Claimant's employment duties essentially consisted of packing cookware into boxes in preparation for retail sale. As the boxes moved along an assembly line, claimant performed a series of "very quick hand movements" for his entire shift, some of which required considerable manipulation:
They have diecuts. You have to put diecuts around the pans and take the pans off the skid, put them into the box and put covers in the box. And you have to move very quickly in order to keep up with the line . . . The cardboard is hard and you have to fold them, you know . . . Yes, bending the cardboard.
Claimant went on to explain that respondent employer utilizes four separate packing lines, and that Lines 1 and 2 tend to run the quickest, Line 3 less so, and Line 4 is the slowest as it runs the heaviest "cast-iron" products. Claimant stated that for the most part, he worked on Lines 1 and 2. Also, claimant stated that he handled three or four items for each box, including the "diecuts," and generally dealt with around 3,000 boxes during an eight-hour shift.
Claimant's "team leader," Ms. Rebecca Riser, testified that there were actually five lines, some of which were known as "drawn" lines which ran at a top rate of 330 boxes per hour. Others were referred to as "cast iron" lines, whose top rate was 254 boxes per hour. Ms. Riser also stated that the lines operated on ten hour shifts. It does not appear from the record that the lines necessarily ran at maximum capacity all the time, and Ms. Riser explained that there had been significant problems with employees stopping the lines for various reasons throughout the day.

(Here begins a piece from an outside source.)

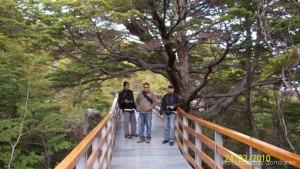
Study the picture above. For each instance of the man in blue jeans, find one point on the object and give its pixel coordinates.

With that much said regarding the nature and speed of claimant's work, it is my opinion that rapid repetitive motion is not even the appropriate starting point for an analysis of this claim. Instead, I am persuaded that claimant's eventual right-side CTS was simply the natural and probable result of his previous compensable injury and is thus a compensable recurrence thereof. Claimant developed an admittedly work-related ganglion cyst less than a year before the onset of his CTS, and shortly after its removal he resumed work that was at the very least hand-intensive. In addition, claimant's credible testimony reveals that his right wrist symptoms never fully resolved between the time of his first injury and the culmination of his CTS in April, 1997. In fact, claimant acknowledged that his ongoing difficulties were similar to his original ganglion complaints in both location and character. Finally, claimant denied participation in any activities, other than his work, which might have played a role in the onset of his CTS. I would thus find that claimant's eventual right-side CTS is a compensable recurrence of his previous injury, and has been established by medical evidence supported by "objective findings," e.g., the electrodiagnostic studies ordered by Dr. Betton.
As set out above, I must respectfully dissent from the majority opinion.